Le CSARS recommande que le SCRS « institutionnalise les responsabilités » en matière d’initiatives dans le Nord, et ce, en demandant au siège du Service d’établir des objectifs de liaison et opérationnels sur plusieurs années. Le Service doit aussi s’assurer que des ressources sont engagées à l’appui de tels objectifs.

Le recours du SCRS aux méthodes clandestines

Le CSARS recommande que la politique du SCRS soit modifiée pour s’assurer que toutes les parties sont informées des leçons apprises à la suite d’une infraction de la sécurité suspectée ou confirmée concernant l’usage de cette méthode secrète.

Le Comité recommande également que le SCRS mette immédiatement à jour sa politique sur ce nouveau programme afin qu’elle soit plus en phase avec les autres politiques opérationnelles.

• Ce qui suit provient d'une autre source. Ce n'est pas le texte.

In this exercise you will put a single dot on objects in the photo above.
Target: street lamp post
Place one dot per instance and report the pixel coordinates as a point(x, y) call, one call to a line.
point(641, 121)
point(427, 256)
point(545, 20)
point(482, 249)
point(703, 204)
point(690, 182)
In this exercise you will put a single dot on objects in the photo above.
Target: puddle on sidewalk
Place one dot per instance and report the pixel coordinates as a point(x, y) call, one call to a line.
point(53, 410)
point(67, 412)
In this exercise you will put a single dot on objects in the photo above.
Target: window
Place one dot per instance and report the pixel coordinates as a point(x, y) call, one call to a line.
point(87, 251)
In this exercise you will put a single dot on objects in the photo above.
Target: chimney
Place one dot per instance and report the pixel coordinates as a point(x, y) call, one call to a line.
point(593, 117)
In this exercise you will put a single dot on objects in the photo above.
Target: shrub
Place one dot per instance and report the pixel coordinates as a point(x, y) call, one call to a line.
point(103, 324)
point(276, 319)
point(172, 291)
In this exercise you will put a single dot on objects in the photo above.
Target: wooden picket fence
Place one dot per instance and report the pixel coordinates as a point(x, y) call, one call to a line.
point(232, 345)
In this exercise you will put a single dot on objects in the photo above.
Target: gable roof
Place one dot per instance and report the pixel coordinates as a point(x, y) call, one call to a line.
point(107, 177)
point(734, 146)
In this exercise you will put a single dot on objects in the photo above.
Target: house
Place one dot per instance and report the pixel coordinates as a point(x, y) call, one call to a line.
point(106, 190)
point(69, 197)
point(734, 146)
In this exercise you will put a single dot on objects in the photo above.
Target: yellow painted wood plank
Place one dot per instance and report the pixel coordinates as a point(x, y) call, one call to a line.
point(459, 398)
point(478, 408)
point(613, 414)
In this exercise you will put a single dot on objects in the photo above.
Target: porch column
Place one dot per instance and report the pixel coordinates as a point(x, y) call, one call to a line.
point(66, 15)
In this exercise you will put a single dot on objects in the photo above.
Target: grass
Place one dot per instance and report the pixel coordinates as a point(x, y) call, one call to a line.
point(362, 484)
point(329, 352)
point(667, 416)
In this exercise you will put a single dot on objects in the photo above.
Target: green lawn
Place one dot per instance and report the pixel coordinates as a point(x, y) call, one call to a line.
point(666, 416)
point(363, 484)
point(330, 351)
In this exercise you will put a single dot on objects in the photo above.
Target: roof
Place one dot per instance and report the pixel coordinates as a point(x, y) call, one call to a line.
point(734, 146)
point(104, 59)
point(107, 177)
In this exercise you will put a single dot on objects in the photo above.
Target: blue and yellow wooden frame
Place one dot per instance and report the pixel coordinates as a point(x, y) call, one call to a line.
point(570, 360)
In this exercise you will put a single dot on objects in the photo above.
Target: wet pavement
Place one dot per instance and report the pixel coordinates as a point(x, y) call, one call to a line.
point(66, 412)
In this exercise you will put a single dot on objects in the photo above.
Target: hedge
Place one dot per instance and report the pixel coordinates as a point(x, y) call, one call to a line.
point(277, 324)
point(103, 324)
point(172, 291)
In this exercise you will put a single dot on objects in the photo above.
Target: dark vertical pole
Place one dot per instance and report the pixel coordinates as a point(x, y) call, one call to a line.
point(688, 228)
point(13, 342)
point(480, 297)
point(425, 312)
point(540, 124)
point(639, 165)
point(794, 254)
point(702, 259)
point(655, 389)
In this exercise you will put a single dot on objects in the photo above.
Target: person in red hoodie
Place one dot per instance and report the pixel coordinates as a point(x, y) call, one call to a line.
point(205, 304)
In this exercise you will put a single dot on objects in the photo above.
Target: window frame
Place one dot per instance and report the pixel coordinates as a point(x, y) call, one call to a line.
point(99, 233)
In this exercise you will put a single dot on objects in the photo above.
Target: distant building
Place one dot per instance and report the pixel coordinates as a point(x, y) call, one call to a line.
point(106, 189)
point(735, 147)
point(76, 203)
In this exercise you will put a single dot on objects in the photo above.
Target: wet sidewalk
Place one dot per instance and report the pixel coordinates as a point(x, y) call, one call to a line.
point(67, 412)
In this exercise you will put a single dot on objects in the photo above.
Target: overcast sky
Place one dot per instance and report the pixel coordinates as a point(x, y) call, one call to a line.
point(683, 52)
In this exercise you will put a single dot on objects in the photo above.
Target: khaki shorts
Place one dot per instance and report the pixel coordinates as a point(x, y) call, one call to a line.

Allégations de harcèlement, de profilage racial et de partage de données trompeuses

Le CSARS recommande au SCRS de communiquer avec les communautés minoritaires pour aborder la question de la collecte des données concernant l’origine ethnique, et ce, comme un moyen possible de rassurer le public sur le fait que le SCRS ne fait pas de profilage racial.

Le CSARS recommande que le SCRS remédie à la situation en envoyant les informations précédemment exclues au ministère concerné.

Allégations de refus des droits fondamentaux et de connaissances culturelles insuffisantes de la part du SCRS

Le CSARS recommande qu’afin d’éviter de reporter les entrevues d’immigration et de causer des retards supplémentaires excessifs, le SCRS émette une directive opérationnelle à tous les bureaux régionaux, conformément avec l’orientation prise par la région de Toronto, selon laquelle les enquêteurs sont tenus d’amener des appareils d’enregistrement à toutes les entrevues d’immigration et de veiller à ce qu’ils soient en état de marche.

Allégations de retard à fournir une évaluation de sécurité

Le CSARS recommande que des systèmes de gestion du temps et des rappels soient mis en œuvre pour éviter de telles situations.

Révocation d’habilitations de sécurité

Le CSARS recommande que la décision de révoquer les habilitations de sécurité des plaignants soit maintenue.

Le CSARS recommande la révision de certaines lignes directrices de politiques pour les employés sur la question de ce qu’ils peuvent divulguer à des tiers en ce qui concerne l’identité de leur employeur, et a conseillé une politique plus cohérente définissant les situations où une telle divulgation est appropriée.